Under-utilization of gpus at end of experiment

I am using Tune for hyperparameter optimization for Pytorch Lightning (not using Ray Lightning). I have 8 GPUs and I am assigning 1 of them to each trial. As a result, at the end of the experiment, when I have less than 8 trials left, some GPUs remain idle. I would like the idle resources reallocated to the remaining trials. Is there a way to automatically make sure all resources are used at all times?

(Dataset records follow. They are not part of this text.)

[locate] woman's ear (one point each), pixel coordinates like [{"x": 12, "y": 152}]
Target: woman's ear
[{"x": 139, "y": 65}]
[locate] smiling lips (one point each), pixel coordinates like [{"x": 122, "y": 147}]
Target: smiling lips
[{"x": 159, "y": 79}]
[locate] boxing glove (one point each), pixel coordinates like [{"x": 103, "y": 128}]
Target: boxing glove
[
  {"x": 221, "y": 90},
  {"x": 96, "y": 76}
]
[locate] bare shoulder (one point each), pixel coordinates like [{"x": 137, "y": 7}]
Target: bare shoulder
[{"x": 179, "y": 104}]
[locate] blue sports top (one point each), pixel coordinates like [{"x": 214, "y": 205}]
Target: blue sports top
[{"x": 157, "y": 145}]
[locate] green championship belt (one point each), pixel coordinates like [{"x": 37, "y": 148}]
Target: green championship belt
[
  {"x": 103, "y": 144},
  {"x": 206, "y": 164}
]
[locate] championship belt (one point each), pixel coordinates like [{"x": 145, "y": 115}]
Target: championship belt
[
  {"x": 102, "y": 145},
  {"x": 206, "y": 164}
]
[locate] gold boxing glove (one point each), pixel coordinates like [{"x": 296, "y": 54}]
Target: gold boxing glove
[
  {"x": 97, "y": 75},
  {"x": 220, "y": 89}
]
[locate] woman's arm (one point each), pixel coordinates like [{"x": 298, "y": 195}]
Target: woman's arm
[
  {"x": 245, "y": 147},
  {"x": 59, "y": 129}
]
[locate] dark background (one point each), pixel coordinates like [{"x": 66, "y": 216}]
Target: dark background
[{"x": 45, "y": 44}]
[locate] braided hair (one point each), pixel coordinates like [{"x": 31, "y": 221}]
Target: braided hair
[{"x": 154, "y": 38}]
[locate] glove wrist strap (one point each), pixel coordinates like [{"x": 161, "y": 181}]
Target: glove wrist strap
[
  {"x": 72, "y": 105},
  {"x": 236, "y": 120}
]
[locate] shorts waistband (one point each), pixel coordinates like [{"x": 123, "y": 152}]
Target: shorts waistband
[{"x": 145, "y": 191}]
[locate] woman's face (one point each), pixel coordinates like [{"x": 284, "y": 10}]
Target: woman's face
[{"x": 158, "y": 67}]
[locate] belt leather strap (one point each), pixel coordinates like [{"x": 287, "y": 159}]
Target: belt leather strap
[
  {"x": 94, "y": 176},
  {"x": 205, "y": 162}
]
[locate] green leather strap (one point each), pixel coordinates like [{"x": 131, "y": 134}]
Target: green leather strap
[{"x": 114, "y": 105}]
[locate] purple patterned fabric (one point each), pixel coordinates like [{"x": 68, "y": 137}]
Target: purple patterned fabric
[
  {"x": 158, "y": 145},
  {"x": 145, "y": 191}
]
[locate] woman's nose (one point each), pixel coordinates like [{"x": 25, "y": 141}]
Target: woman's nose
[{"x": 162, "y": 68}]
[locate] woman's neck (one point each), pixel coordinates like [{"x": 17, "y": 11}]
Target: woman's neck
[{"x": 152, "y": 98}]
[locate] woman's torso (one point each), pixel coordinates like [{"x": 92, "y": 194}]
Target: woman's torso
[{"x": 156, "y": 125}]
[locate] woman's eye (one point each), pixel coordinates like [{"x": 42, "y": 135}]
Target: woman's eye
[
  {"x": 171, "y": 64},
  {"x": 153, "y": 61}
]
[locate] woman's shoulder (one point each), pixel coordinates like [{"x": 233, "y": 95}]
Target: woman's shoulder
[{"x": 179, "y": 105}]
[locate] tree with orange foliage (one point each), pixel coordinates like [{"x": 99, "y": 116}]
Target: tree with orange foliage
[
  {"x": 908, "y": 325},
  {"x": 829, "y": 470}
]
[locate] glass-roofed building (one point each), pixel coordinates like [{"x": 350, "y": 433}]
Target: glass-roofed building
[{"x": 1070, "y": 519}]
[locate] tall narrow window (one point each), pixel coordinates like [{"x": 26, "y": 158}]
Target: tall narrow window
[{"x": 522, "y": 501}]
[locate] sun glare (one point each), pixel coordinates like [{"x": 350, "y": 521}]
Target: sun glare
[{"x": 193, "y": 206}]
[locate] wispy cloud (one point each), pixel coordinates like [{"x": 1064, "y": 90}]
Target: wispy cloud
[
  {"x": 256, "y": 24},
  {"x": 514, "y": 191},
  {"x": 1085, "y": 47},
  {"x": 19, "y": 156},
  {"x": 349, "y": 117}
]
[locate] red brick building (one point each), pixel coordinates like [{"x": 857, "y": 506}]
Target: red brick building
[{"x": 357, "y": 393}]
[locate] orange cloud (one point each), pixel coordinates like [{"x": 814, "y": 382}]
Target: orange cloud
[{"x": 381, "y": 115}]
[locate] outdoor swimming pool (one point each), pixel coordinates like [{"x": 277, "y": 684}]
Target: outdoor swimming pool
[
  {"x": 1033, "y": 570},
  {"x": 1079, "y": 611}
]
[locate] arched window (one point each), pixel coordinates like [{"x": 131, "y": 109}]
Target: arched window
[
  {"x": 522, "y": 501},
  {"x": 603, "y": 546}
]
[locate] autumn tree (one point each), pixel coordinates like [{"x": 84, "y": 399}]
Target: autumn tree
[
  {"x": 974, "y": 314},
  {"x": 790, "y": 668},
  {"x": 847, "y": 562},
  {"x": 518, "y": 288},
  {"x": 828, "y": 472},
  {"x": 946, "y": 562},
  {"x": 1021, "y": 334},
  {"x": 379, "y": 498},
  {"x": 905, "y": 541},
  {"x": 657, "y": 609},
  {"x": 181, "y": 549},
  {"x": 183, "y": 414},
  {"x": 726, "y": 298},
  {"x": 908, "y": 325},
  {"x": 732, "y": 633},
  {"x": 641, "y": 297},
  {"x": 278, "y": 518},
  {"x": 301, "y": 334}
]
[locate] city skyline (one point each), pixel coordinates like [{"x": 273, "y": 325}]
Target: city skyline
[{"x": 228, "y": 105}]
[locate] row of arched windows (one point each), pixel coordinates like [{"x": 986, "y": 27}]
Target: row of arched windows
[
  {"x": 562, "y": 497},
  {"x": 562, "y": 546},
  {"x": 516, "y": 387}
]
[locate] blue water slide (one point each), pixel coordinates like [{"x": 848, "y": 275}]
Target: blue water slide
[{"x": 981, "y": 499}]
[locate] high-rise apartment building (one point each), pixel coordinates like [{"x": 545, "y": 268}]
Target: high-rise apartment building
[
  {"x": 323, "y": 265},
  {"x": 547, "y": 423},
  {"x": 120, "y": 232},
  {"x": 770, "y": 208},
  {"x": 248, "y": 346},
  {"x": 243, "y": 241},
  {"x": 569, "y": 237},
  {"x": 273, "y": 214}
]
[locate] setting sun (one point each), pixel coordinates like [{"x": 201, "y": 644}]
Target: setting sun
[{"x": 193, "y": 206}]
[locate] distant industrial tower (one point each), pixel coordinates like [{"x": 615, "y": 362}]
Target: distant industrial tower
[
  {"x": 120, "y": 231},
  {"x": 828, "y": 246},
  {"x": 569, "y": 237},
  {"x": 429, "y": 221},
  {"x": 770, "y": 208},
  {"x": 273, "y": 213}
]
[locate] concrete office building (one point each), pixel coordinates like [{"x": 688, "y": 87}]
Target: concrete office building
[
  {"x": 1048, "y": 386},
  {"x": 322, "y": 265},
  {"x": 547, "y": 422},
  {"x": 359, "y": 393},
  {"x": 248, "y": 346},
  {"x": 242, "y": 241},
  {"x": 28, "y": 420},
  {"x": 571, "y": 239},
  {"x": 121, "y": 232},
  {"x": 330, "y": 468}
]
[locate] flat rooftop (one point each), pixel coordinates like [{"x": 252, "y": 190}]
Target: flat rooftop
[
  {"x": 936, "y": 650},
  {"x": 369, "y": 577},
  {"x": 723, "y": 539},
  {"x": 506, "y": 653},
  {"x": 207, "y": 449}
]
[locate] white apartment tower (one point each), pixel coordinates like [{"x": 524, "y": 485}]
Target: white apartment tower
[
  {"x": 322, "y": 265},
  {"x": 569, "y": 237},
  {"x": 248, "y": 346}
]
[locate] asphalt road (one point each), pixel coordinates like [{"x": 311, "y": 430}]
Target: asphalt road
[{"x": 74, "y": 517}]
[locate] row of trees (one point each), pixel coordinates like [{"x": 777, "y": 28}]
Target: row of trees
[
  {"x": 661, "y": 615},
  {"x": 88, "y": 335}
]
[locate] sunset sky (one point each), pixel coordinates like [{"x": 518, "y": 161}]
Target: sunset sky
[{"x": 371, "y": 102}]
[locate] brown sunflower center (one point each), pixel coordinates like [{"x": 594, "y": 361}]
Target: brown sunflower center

It’s worth noting that my lightning trainer has accelerator=“auto”. Thank you!

Hey @Mike1, yes this is possible with the ResourceChangingScheduler API: Trial Schedulers (tune.schedulers) — Ray 2.2.0. This allows resources to be re-allocated during the run of the experiment and solves the exact issue that you are describing!

There is an example using this with XGBoost here: XGBoost Dynamic Resources Example — Ray 2.2.0, but the same idea can be applied to PyTorch Lightning.

This is still experimental though, so please let us know if you run into any issues!

Thank you for the answer. I tried it and unfortunately, this small modification tends to produce many errors (about 70% of the trials end in error, and the types of errors are inconsistent). I then tried a different solution: run the trials analogically- giving all the resources to one trial, one at a time. However, I found out that assigning more than 1 gpu to a trial (via resources_per_trial in tune.with_resources) makes the trial not run at all: Tune reports the trial as running, but nothing happens- not a single iteration is run, and tune is stuck in an infinite loop. Any advice about how to make that work? Thank you!

Hey @Mike1, would you be able to share what your code looks like, as well as what is being printed out to stdout and the errors that you are seeing?